GenAI teknolojisi, vergi yönetimlerinin risk değerlendirmelerini otomatik hale getirmesine, anormallikleri tespit etmesine ve kontrol süreçlerinde daha isabetli vaka seçimleri yapmasına imkan tanıyarak, uyumluluk süreçlerinin daha aktif ve verimli yürütülmesini sağlıyor.
Vergi yetkilileri, GenAI entegrasyonu için gerekli altyapıyı, uzmanlığı ve idare yapılarını oluşturdukça, GenAI’ın vergi uygulaması ve operasyonel verimlilik üzerindeki olumlu tesirinin artması bekleniyor.
“Uygulama karmaşıklığına ve ikili vergilendirmeye neden olabilecek”
Açıklamada görüşlerine yer verilen EY Türkiye Vergi Hizmetleri Bölüm Başkanı Erkan Baykuş, teknolojik gelişmelerle birlikte, vergi ve finans alanlarının fonksiyonlarının de daha evvel hiç görülmedik bir süratte yine tanımlandığını belirtti.

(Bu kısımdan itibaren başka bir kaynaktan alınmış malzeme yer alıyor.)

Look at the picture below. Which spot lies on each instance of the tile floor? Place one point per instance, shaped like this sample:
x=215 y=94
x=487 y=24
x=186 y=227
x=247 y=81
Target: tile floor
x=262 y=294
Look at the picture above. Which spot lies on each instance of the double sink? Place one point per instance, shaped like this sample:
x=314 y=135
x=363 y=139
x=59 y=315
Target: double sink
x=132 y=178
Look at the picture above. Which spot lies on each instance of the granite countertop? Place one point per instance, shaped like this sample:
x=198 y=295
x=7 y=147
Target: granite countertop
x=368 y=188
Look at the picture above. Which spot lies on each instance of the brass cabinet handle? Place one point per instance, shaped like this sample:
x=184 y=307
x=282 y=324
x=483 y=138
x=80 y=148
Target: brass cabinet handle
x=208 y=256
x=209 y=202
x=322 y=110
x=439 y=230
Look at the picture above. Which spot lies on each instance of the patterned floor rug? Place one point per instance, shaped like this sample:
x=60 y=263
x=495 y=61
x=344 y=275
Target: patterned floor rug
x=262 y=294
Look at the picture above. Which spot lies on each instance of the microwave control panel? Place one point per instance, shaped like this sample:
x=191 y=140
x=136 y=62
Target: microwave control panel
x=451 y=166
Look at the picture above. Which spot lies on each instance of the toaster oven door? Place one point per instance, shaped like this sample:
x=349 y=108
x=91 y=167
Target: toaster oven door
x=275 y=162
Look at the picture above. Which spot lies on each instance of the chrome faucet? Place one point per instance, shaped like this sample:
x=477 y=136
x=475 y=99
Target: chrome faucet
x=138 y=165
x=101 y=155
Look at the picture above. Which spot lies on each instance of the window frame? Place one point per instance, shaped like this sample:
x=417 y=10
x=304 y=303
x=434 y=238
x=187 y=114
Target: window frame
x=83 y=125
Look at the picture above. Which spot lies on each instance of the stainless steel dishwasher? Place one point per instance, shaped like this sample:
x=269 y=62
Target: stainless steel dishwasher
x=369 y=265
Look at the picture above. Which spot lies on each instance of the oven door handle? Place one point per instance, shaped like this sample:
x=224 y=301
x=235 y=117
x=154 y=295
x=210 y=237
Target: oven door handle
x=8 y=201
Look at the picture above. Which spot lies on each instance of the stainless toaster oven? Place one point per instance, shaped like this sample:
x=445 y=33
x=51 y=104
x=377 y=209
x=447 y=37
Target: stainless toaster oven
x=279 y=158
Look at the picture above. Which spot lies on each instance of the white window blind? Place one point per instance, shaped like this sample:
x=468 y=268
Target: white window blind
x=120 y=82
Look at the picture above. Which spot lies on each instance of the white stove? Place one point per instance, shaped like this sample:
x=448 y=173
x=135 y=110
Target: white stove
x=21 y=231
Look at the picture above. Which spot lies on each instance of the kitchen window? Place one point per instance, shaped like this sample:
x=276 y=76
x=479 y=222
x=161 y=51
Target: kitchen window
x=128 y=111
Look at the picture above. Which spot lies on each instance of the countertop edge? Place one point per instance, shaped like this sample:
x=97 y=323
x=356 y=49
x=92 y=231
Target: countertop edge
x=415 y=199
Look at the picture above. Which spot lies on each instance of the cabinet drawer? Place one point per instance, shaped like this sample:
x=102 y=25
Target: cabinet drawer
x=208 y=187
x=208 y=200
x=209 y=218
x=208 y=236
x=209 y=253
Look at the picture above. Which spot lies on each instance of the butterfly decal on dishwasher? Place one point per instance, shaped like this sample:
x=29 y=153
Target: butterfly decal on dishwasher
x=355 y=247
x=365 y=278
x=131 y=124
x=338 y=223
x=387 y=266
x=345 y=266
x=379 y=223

Uzun müddettir devam eden global vergi işbirliğinin akabinde, vergi rekabetinin yine gündeme gelmesinin beklenen bir gelişme olduğunu belirten Baykuş, bu karmaşık ve dinamik süreçte işletmelerin bilgili, proaktif ve çevik bir yapıyla hareket etmesinin muvaffakiyet açısından kritik olduğunu vurguladı.
Baykuş, “Birçok hükümet, açıkları denetim etmeye çalışarak hem ekonomik büyümeden hem de yeni kaynaklardan daha fazla gelir elde etmeye odaklanıyor. Bu geliri toplamak için vergi yönetimleri yaptırımlarını ağırlaştırıyor, şeffaflığı artırıyor ve yeni araçlar kullanıyor. Hükümetlerin buna nasıl ahenk sağladığı yahut farklılaştığı, global maksatları de etkileyecek üzere duruyor.” sözlerini kullandı.
İşletmelerin adım adım vergi uyumluluğuna yönelerek dengeli bir stratejiyle verimliliğini artırarak maliyetlerini azaltabileceğini vurgulayan Baykuş, bu nedenle, işletmelerin gelişen düzenlemelere ahenk sağlaması, mevcut sistemlerle entegre olması, değişen ihtiyaçlar için bir strateji geliştirmesinin gerektiğini belirtti.
EY Türkiye Vergi Kısmı Şirket Ortağı ve Uluslararası Vergilendirme Hizmetleri Lideri Ateş Konca da Sütun 1 üzerinde hala kesin uzlaşıya varılamamasının, makul sıkıntılarda takılı kalınması ve dijital hizmetleri vergilendirmeye yönelik farklı ülke yaklaşımlarının devam ediyor olması belirsizliğin artmasına yol açabildiğini belirterek, bu durumun uygulama karmaşıklığına ve ikili vergilendirmeye neden olabileceğini aktardı.
Sütun 1’de gelirin kaynağına ait yeni kavramların, vergi alma haklarının ülkelere tekrar tahsis edilmesinin, farklılaşan transfer fiyatlandırması kuralları üzere başka tek taraflı uygulamaların da ortaya çıkmaya başladığına işaret eden Konca, şunları kaydetti:
“Diğer yandan, Sütun 2 vergilerinin hesaplanması ve raporlama gerekliliklerine ahenk süreci de bir çok ülkede başladı. İş yapma biçiminde değişiklikler gerektiren bu yeni vergi uygulamaları, işletmeleri her zamankinden daha çevik olmaya itiyor. Bu nedenle şirketler yeni düzenlemelerin getirdiği zorlukları süratle tespit etmeli ve bunlarla doğacak fırsatları anlamaya ve uygulamaya odaklanmalıdır.”